Other federally recognized Coushatta tribes are the Coushatta Tribe of Louisiana and the Alabama–Coushatta Tribe of Texas. Two other Muscogee tribal towns are federally recognized, and 40 tribal towns, or talwa, remain enrolled in the Muscogee Creek Nation. They are headquartered in Wetumka, Oklahoma.

==History==
The Quassarte and Alabama were originally two distinct tribes, who both lived on the banks of the Alabama River from Mobile, Alabama to the upper reaches of the river. Both the river and the state are named after the Alabama. The Quassarte are also known as the Coushatta or Koasati, in their own language.

The two tribes shared many similarities in their language and culture, as they were both Muskogean-speaking. In the early 17th century, after a conflict with French settlers, the tribes formed an alliance. They intermarried freely and became active trading partners. In 1763, the two tribes joined the Muscogee Nation Confederacy (also called the Creek Confederacy).

Before removal of the Muscogee people from Alabama in the 1830s, the Muscogee Nation Confederacy included more than 44 different tribal towns. The Alabama and Quassarte peoples made up six to eight of those towns. Facing increasing encroachment by European-American settlers, some of the Quassarte and Alabama peoples moved into Louisiana and Texas in the late 18th century and early 19th century. These emigrants and their descendants formed what are today the federally recognized Coushatta Tribe of Louisiana and the Alabama–Coushatta Tribe of Texas.

Those who stayed in Alabama joined forces and became a single town. The Indian Removal Act of 1830 forced the tribal town, along with the rest of the Muscogee, to Indian Territory west of the Mississippi River. They settled in what would become Hughes, McIntosh, Okfuskee, and Seminole counties.
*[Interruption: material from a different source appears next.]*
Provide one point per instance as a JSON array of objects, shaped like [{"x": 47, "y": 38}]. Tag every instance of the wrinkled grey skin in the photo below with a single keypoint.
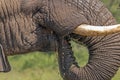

The Dawes Allotment Act of 1887 and the Curtis Act of 1898, intended to increase assimilation, provided for allotments of land to individual households from the communal reservation lands and sale of the "surplus"; in addition, it required the extinguishing of tribal governments and courts. The Bureau of Indian Affairs took an increased role on the reservations.

The Alabama–Quassarte Tribal Town maintained its cultural identity. It practiced traditional dances and beliefs at the Alabama Ceremonial Grounds near Wetumka. Other Native American peoples also survived culturally and preserved their religious practices. The town took the opportunity afforded by the federal Indian Reorganization Act of 1934 under the President Franklin D. Roosevelt administration and the Oklahoma Indian Welfare Act of 1936 to set up a government. It organized as a distinct, federally recognized tribe in April 1939. Due to its historic relationship with the Muscogee Creek Nation, which became federally recognized in 1972, tribal citizens can maintain dual citizenship in both tribes.

==Government==
The Alabama–Quassarte Tribal Town is headquartered in Wetumka, Oklahoma. Its tribal jurisdictional area, as opposed to a reservation, spans Creek, Hughes, Mayes, McIntosh, Muskogee, Okfuskee, Okmulgee, Rogers, Seminole, Tulsa, and Wagoner counties in Oklahoma.

The Alabama–Quassarte Tribal Town is governed by a chief, second chief, secretary, floor speaker, solicitor, chairman of the governing committee, and the governing committee itself, with twelve elected members. Their current administration is:
- Chief: Samuel Marshall Jr.
- Second Chief: Lena Wind

Tribal enrollment is based on lineal descent from 1890 and 1895 tribal rolls. It does not require a minimum blood quantum, but dictates that as long as you can trace your lineage through one or both parents who were citizens of the tribe at the time of your birth, citizenship can be granted to you. Certain federal benefits for qualified Native Americans, such as educational scholarships, do require certain blood quantum.

The tribe maintains a close relationship with the Muscogee Creek Nation and falls under the jurisdiction of their tribal courts. Some citizens are dually enrolled in the Muscogee Nation.

==Economic development==
The Alabama–Quassarte Tribal Town operates a tribal housing program and a gaming center (Red Hawk Gaming) in Wetumka.